One grows weary of reading that Baroness Greenfield's failure to be shortlisted for Royal Society fellowship represents prejudice, or "club culture", as Geoffrey Alderman alleges, (Soapbox, May 7).
Not long ago you published a letter by me (December ) pointing out that Baroness Greenfield, by her own admission, is undecided whether human consciousness can or cannot be explained in purely material terms. She wants to find a material basis, but has to admit that there is "something else".
I wrote: "If consciousness is a higher form of reality than the experience feeding it, the process cannot be logically described as a mechanism."
Baroness Greenfield did not (apparently) respond to my criticism. But when her science is as indeterminate as this, it isn't surprising that a body devoted to the pursuit of science does not invite her to become a member.

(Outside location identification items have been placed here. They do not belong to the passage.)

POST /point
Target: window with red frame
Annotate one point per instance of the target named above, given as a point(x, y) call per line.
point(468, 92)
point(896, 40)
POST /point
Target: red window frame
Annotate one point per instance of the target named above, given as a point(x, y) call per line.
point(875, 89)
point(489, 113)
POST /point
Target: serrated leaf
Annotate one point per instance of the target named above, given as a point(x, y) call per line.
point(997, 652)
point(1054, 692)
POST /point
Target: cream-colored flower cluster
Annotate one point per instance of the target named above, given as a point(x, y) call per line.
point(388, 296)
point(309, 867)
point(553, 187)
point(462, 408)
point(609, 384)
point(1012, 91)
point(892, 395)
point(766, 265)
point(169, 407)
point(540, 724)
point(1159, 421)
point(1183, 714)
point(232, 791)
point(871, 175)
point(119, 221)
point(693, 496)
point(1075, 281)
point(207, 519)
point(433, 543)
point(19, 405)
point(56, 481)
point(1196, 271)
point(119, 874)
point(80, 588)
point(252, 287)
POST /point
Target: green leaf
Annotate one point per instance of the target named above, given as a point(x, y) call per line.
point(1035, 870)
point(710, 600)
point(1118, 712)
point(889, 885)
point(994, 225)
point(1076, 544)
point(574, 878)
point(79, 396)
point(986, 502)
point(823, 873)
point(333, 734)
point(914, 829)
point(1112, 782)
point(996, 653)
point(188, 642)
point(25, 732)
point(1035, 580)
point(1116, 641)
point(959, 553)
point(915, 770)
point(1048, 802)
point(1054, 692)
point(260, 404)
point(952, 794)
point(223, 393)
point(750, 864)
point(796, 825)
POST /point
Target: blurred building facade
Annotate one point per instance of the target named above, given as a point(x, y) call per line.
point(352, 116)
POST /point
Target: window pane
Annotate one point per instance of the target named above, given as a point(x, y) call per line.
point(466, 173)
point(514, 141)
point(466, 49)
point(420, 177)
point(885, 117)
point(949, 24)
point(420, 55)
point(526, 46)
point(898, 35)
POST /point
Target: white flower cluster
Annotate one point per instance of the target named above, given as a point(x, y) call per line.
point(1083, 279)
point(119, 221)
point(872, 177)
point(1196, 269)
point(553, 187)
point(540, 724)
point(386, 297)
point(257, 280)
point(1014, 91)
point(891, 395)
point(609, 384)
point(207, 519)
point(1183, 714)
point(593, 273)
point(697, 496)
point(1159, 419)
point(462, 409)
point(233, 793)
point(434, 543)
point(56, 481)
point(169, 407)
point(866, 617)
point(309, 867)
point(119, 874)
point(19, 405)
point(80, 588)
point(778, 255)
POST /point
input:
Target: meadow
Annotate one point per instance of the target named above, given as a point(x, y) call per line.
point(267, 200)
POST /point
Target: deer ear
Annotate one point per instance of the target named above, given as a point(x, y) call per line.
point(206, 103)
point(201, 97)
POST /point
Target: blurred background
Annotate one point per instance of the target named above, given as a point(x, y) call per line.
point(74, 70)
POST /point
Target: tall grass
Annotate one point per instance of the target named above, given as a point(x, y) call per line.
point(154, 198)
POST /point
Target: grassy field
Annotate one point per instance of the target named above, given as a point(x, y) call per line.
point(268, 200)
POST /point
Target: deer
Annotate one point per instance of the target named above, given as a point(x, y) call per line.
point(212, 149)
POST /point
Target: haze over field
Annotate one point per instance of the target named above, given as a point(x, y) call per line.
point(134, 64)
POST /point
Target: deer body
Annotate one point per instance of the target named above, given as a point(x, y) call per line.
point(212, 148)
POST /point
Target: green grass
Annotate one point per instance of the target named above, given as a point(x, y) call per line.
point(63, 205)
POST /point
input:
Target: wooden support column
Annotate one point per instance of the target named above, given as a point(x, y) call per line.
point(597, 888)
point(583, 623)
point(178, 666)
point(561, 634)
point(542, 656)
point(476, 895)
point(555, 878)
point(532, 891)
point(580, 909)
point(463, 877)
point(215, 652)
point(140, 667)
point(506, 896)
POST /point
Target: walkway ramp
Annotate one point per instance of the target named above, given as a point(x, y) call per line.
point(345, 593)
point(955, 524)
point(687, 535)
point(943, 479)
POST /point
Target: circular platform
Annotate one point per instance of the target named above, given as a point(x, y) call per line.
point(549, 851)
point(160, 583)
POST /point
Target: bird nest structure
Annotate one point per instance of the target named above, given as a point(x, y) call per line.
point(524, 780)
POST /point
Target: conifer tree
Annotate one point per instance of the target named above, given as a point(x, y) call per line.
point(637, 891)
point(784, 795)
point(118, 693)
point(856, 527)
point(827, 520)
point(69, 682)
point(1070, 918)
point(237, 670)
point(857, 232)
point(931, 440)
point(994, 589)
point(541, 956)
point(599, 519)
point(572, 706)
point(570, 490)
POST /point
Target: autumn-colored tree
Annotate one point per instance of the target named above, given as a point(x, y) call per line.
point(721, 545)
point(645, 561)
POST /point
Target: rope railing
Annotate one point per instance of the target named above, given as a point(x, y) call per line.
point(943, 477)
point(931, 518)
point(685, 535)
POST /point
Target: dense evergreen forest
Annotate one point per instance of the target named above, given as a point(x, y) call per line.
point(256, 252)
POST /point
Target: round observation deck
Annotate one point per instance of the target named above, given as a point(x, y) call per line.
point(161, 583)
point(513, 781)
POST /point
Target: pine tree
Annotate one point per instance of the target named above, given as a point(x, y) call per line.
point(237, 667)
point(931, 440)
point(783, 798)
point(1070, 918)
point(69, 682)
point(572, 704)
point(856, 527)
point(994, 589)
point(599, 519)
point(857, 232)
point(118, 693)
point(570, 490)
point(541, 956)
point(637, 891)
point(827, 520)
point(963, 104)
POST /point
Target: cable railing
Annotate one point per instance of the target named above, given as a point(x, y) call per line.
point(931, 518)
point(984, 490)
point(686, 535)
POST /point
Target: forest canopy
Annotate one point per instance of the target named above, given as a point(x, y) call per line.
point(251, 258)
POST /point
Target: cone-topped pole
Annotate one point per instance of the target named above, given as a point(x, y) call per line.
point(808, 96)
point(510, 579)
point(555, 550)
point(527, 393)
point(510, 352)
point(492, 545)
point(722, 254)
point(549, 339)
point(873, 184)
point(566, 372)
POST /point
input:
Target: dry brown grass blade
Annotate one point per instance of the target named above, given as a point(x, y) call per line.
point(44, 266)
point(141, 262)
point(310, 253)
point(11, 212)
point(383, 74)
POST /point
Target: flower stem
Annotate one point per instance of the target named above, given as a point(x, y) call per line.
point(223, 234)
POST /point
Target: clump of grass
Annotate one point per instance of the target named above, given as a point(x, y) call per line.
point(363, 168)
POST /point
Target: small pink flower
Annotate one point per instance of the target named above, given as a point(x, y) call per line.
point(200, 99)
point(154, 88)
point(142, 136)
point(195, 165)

Alderman confuses the issue: on the one hand he disclaims the scientific knowledge qualifying him to pass judgement on this case; on the other he "knows" that she is a worthy scientist - or at least a brilliant scientific communicator. But good communication is simply the sine qua non of the adequate academic - it is not an entitlement to special honour and recognition.
The fuss made over this non-issue shows how right Peter Abbs (Soapbox, May 7) is to speak of educational exhaustion: we are losing all sense of what science or learning mean - even of how to conduct a rational debate.